Is inserted into and held in the insertion hole 35 of the rotary shaft 21.

The position restricting pin 39 has a length that contacts only the inner ring 23 of the ball bearing 5, and contacts the inner ring 23 to restrict the movement of the rotary shaft 21 in the thrust direction.

In the brushless motor configured as described above, the position regulating pin 39 fixed to the rotating shaft 21 by the attractive force between the stator yoke 11 and the main magnet 15 contacts the inner ring 23 of the ball bearing 5 to prevent the rotating shaft 21 from moving in the thrust direction. The movement is restricted in position, and the ball bearing 5 is preloaded.

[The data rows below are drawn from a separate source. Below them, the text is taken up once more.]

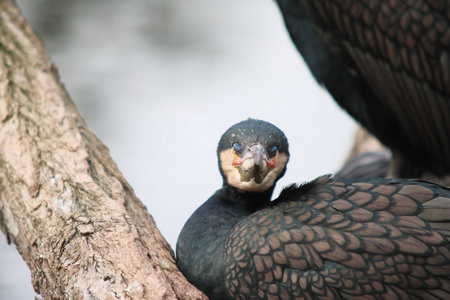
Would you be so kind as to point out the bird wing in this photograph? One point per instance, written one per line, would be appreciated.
(388, 239)
(386, 62)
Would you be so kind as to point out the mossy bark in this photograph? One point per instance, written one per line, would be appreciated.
(63, 202)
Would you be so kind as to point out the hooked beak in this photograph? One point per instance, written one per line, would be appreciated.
(254, 164)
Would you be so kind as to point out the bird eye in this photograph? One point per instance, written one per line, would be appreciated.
(237, 148)
(273, 151)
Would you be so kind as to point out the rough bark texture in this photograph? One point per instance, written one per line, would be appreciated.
(63, 201)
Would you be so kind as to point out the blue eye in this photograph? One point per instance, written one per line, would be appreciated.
(273, 151)
(236, 147)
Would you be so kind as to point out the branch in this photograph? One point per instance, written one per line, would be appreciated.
(63, 201)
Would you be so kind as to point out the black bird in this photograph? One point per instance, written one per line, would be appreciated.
(327, 239)
(387, 63)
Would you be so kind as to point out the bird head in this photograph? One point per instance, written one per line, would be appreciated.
(252, 155)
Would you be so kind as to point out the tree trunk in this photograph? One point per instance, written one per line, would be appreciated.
(63, 201)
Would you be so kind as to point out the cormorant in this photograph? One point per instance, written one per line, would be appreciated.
(387, 63)
(326, 239)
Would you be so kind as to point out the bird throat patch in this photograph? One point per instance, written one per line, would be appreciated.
(254, 173)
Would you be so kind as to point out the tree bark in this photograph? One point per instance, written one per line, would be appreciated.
(63, 201)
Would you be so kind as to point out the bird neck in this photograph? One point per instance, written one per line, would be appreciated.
(248, 201)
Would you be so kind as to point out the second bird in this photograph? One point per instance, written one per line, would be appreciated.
(327, 239)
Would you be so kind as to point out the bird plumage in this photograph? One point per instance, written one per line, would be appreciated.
(326, 239)
(388, 64)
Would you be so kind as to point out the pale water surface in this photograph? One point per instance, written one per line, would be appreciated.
(160, 80)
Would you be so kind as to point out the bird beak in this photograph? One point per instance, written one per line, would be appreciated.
(254, 164)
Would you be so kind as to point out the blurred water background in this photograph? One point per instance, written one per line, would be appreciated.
(159, 81)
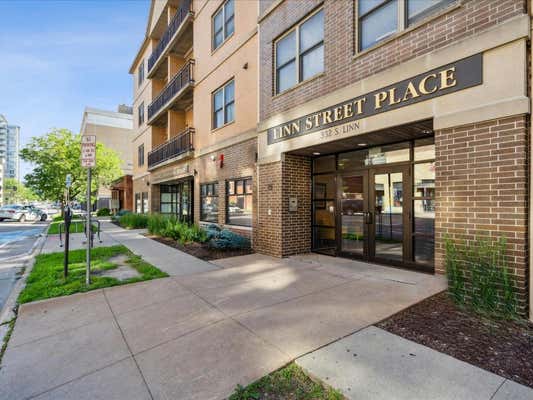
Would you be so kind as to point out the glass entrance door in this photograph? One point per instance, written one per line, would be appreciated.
(354, 215)
(389, 204)
(373, 220)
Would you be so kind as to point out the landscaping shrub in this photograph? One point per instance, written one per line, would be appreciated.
(103, 212)
(157, 223)
(133, 221)
(169, 226)
(479, 277)
(226, 239)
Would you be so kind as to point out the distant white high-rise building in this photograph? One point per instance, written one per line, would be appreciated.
(9, 148)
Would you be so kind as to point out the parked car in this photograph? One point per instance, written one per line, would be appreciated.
(22, 213)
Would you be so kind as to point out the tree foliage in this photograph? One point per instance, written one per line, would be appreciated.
(16, 192)
(57, 154)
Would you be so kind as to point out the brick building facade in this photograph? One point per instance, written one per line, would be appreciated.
(369, 130)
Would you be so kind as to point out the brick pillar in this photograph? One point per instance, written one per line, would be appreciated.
(296, 226)
(282, 233)
(481, 189)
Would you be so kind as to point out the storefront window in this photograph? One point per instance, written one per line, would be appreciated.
(352, 160)
(424, 149)
(239, 202)
(388, 154)
(324, 164)
(209, 202)
(424, 182)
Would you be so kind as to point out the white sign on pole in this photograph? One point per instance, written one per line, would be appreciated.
(88, 151)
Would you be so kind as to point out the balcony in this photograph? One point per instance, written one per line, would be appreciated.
(179, 145)
(176, 95)
(176, 39)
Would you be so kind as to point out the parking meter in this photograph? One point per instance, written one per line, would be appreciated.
(68, 219)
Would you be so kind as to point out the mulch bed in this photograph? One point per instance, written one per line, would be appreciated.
(499, 346)
(201, 250)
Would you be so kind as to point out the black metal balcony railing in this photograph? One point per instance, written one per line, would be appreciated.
(183, 78)
(177, 20)
(179, 144)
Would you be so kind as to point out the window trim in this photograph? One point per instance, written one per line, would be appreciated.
(140, 120)
(140, 155)
(224, 105)
(204, 196)
(403, 24)
(227, 195)
(225, 36)
(140, 74)
(298, 56)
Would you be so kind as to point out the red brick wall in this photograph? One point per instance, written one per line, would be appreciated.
(284, 233)
(341, 68)
(481, 188)
(296, 226)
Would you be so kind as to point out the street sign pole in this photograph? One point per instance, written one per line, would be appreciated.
(68, 217)
(89, 229)
(88, 160)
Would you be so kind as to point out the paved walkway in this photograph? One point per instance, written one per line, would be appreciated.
(198, 336)
(374, 364)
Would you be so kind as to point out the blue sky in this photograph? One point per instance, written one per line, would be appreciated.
(58, 56)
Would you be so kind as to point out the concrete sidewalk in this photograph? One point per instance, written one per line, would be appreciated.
(197, 336)
(166, 258)
(374, 364)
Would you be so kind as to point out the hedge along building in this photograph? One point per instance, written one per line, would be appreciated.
(387, 126)
(195, 105)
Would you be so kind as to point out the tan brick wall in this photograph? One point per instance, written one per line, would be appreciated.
(282, 233)
(481, 188)
(341, 68)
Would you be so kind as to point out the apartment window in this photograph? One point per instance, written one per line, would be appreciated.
(224, 105)
(140, 155)
(300, 52)
(138, 205)
(223, 23)
(379, 19)
(239, 202)
(140, 73)
(145, 202)
(141, 113)
(209, 202)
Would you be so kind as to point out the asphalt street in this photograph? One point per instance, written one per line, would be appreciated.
(16, 241)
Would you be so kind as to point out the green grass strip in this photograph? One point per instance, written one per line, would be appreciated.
(46, 279)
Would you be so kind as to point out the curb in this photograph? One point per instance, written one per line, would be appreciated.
(8, 311)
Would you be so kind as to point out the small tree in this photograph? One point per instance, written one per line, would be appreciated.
(17, 192)
(57, 154)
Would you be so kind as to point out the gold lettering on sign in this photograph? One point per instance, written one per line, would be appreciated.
(410, 92)
(348, 110)
(380, 98)
(326, 117)
(447, 78)
(337, 115)
(359, 104)
(422, 86)
(392, 97)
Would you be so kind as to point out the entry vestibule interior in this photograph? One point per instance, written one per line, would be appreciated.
(376, 201)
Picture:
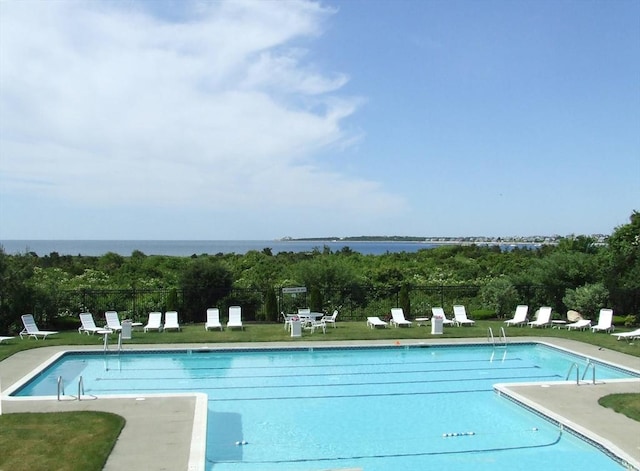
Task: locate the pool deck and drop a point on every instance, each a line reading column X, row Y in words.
column 167, row 432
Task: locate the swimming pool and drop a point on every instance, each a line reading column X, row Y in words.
column 373, row 408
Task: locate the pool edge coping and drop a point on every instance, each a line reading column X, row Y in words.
column 197, row 445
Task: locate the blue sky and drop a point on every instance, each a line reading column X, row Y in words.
column 263, row 119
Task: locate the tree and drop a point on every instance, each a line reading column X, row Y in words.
column 587, row 299
column 404, row 300
column 204, row 283
column 500, row 295
column 271, row 306
column 623, row 279
column 315, row 299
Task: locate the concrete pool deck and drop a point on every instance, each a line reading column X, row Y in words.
column 167, row 432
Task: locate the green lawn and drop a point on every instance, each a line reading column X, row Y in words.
column 69, row 441
column 344, row 331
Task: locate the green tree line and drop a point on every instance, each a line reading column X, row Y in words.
column 575, row 274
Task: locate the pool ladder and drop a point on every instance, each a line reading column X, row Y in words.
column 502, row 338
column 590, row 365
column 80, row 395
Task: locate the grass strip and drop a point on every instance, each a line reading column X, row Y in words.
column 69, row 441
column 627, row 404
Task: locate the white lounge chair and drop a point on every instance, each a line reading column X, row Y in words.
column 605, row 321
column 235, row 317
column 439, row 312
column 581, row 324
column 154, row 322
column 330, row 319
column 288, row 318
column 520, row 316
column 88, row 325
column 460, row 316
column 375, row 321
column 543, row 319
column 113, row 321
column 397, row 317
column 634, row 334
column 213, row 319
column 171, row 321
column 31, row 329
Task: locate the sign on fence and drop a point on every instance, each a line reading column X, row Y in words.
column 295, row 290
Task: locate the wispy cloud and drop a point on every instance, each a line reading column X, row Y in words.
column 220, row 106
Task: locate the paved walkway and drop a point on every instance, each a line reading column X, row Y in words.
column 168, row 432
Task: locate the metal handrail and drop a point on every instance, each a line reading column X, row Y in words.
column 593, row 369
column 577, row 367
column 60, row 386
column 490, row 337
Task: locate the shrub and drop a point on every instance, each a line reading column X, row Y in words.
column 500, row 295
column 587, row 299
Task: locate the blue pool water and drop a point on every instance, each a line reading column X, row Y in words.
column 374, row 408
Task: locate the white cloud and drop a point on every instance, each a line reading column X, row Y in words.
column 220, row 107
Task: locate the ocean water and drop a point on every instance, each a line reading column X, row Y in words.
column 186, row 248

In the present invention, the position regulating pin 39 is the ball bearing 5
Although it has a function of restraining the movement of the rotary shaft 21 in the thrust direction by abutting against the inner ring 23 of the present invention, in the present invention, in addition to the position regulating pin 39, for example, a C ring fitted in a groove formed on the outer periphery of the rotary shaft 21 is used. The object of the present invention can be achieved even by using a position regulating member, and a holding portion for holding the position regulating member may be formed on the rotary shaft 21, and the position regulating member can be inserted into the bearing casing. The holes may be formed.

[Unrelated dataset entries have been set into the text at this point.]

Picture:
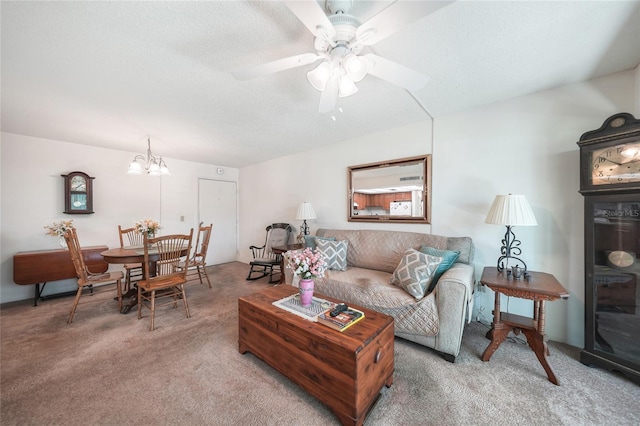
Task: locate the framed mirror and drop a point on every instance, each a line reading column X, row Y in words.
column 391, row 191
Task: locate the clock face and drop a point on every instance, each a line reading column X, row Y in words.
column 78, row 183
column 616, row 164
column 78, row 201
column 621, row 258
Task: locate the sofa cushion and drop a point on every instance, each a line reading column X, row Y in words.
column 334, row 252
column 371, row 289
column 389, row 246
column 310, row 240
column 448, row 259
column 415, row 272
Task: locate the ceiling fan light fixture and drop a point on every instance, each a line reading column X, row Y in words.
column 135, row 168
column 319, row 77
column 346, row 87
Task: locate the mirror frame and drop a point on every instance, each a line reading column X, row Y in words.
column 426, row 191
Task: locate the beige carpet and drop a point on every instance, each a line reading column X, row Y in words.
column 109, row 369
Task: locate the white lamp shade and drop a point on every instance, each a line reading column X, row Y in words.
column 305, row 211
column 511, row 210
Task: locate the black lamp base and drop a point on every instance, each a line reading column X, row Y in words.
column 510, row 247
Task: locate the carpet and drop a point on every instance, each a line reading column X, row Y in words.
column 107, row 368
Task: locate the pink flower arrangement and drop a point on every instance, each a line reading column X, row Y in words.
column 147, row 226
column 307, row 264
column 58, row 229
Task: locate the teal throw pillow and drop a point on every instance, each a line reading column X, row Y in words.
column 448, row 259
column 334, row 252
column 415, row 272
column 310, row 240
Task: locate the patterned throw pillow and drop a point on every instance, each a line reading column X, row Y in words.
column 335, row 253
column 415, row 272
column 448, row 259
column 310, row 240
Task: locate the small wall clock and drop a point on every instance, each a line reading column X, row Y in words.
column 78, row 193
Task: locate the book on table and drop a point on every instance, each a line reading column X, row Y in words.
column 343, row 320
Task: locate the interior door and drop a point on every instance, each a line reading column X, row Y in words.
column 217, row 204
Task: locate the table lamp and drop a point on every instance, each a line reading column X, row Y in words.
column 511, row 210
column 305, row 211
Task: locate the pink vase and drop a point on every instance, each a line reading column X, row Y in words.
column 305, row 287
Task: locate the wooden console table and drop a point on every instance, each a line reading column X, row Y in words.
column 42, row 266
column 539, row 287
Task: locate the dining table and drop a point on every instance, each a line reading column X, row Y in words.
column 126, row 255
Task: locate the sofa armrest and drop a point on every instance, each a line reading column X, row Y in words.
column 454, row 293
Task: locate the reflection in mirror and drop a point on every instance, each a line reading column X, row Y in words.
column 391, row 191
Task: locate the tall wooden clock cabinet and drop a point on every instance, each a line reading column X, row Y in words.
column 610, row 184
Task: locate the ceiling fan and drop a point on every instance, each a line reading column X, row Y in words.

(G) Effect of the Invention As described above, the present invention provides the oilless metal 7 and the ball bearing 5 fixed to the bearing casing 1,
The rotary shaft 21 is inserted from the oilless metal 7 side to be rotatably supported, and a holding portion such as an insertion hole 35 is formed on the rotary shaft 21 between the oilless metal 7 and the ball bearing 5 in the vicinity of the ball bearing 5. Since the position regulating member 39 is inserted into the insertion hole 33 from the insertion hole 37 formed in the bearing casing 1 and held so as to be able to contact the inner ring 23 of the ball bearing 5, the rotor yoke 17 is attracted toward the main magnet 15. The position regulating member 39 comes into contact with the inner ring 23 of the ball bearing 5 to regulate the position, the movement of the rotary shaft 21 in the thrust direction is suppressed, and the ball bearing 5 is preloaded.

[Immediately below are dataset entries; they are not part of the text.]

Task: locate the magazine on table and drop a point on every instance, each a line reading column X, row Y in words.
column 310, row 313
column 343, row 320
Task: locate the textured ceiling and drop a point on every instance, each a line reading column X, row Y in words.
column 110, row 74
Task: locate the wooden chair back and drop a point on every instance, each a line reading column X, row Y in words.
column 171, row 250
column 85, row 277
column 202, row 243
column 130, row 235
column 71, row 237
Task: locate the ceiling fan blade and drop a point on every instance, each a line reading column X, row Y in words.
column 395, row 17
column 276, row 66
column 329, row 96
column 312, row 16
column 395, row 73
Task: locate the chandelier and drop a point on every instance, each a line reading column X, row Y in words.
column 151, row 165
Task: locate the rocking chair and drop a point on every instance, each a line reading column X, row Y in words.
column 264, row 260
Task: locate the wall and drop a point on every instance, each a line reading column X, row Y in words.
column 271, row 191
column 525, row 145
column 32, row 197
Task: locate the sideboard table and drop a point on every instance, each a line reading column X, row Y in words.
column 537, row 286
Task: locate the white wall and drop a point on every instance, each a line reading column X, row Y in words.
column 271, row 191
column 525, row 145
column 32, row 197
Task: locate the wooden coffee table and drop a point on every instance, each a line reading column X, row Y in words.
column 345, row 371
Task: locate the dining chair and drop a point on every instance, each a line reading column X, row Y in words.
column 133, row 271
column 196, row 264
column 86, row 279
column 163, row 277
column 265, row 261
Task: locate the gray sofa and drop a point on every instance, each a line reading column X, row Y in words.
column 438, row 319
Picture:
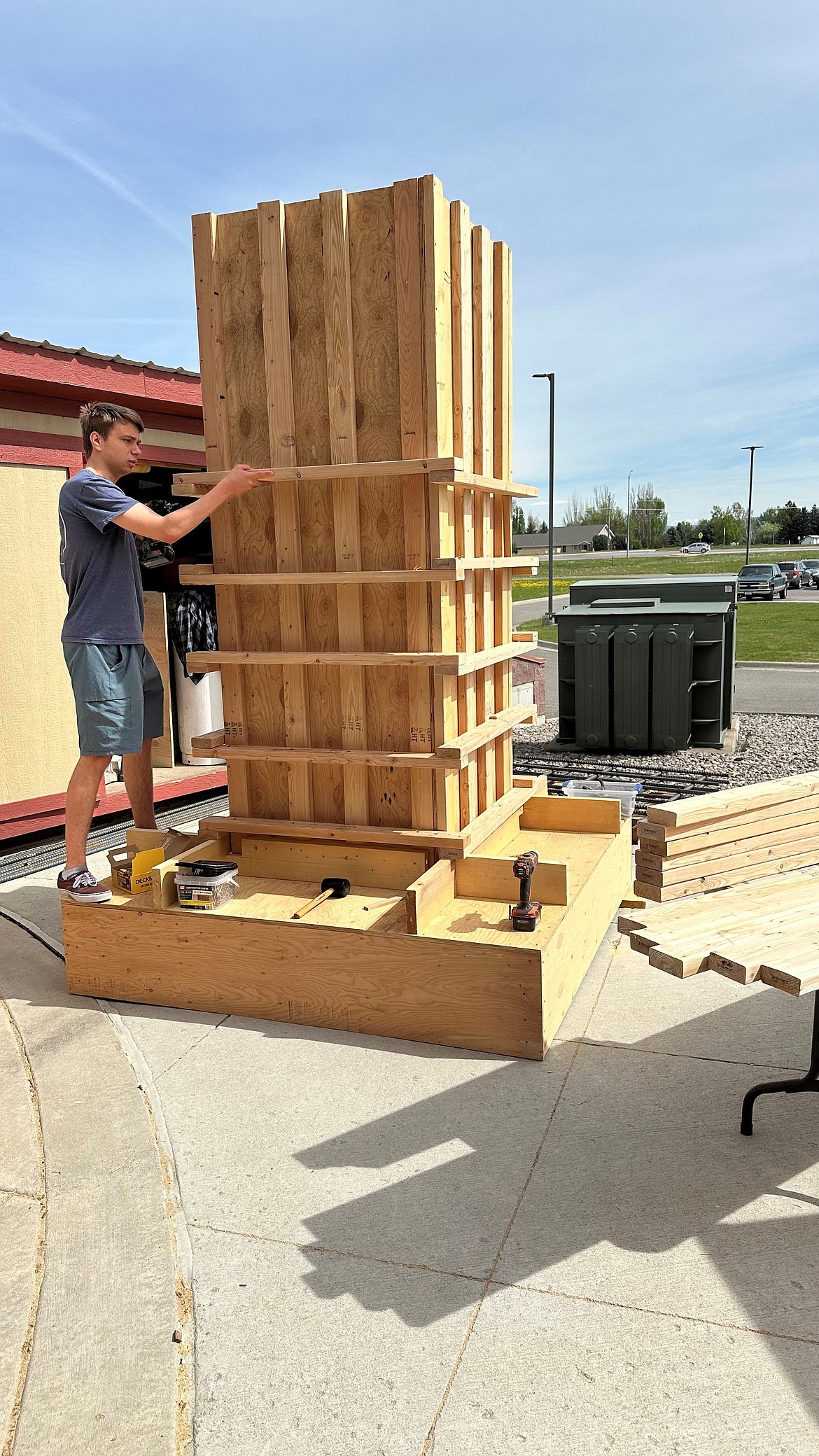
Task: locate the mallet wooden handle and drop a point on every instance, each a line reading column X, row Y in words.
column 299, row 915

Therefore, the distance between the rotor 22 and the stator 14 is maintained in an accurate positional relationship, and smooth rotation of the rotor 22 is ensured.

Further, since it can be expected that the position regulating member of the present invention is less deformed by temperature change than the stopper member of the bearing device of FIG. 4 described above, the reliability is good against temperature change. is there.

[Brief description of drawings]

FIG. 1 is a half sectional view showing an embodiment of a bearing device for a motor according to the present invention together with a brushless motor, FIG. 2 is an enlarged partial sectional view for explaining an essential part of the present invention, and FIGS. 3 and 4 are It is a half cross-sectional view explaining a conventional bearing device for a motor together with a brushless motor. 1 ... Bearing casing, 3 ... Hollow part, 5 ... Ball bearing, 7 ... Oilless metal, 11 ... Stator yoke, 13 ... Drive coil, 14 ... Stator, 15 ... Main magnet, 17 ... … Rotor yoke, 21 …… Rotating shaft, 22 ……
Rotor, 23 ... Inner ring, 27 ... Engaging member, 35 ... Holding part (insertion hole), 37 ... Insert hole, 39 ... Position regulating member (position regulating pin).

Claims (1)

[Scope of utility model registration request] 1. A bearing casing, an oilless metal and a ball bearing coaxially fixed to a hollow portion of the bearing casing at a distance from each other, a rotor yoke having a main magnet, and the oilless metal side. A rotary shaft that is inserted between the oilless metal and the ball bearing and is supported by a holding portion formed between the oilless metal and the ball bearing in the vicinity of the ball bearing near the ball bearing. A position restricting member that abuts only on the inner ring of the rotating shaft and restricts the position of the rotating shaft; A bearing device for a motor, comprising: an insertion hole.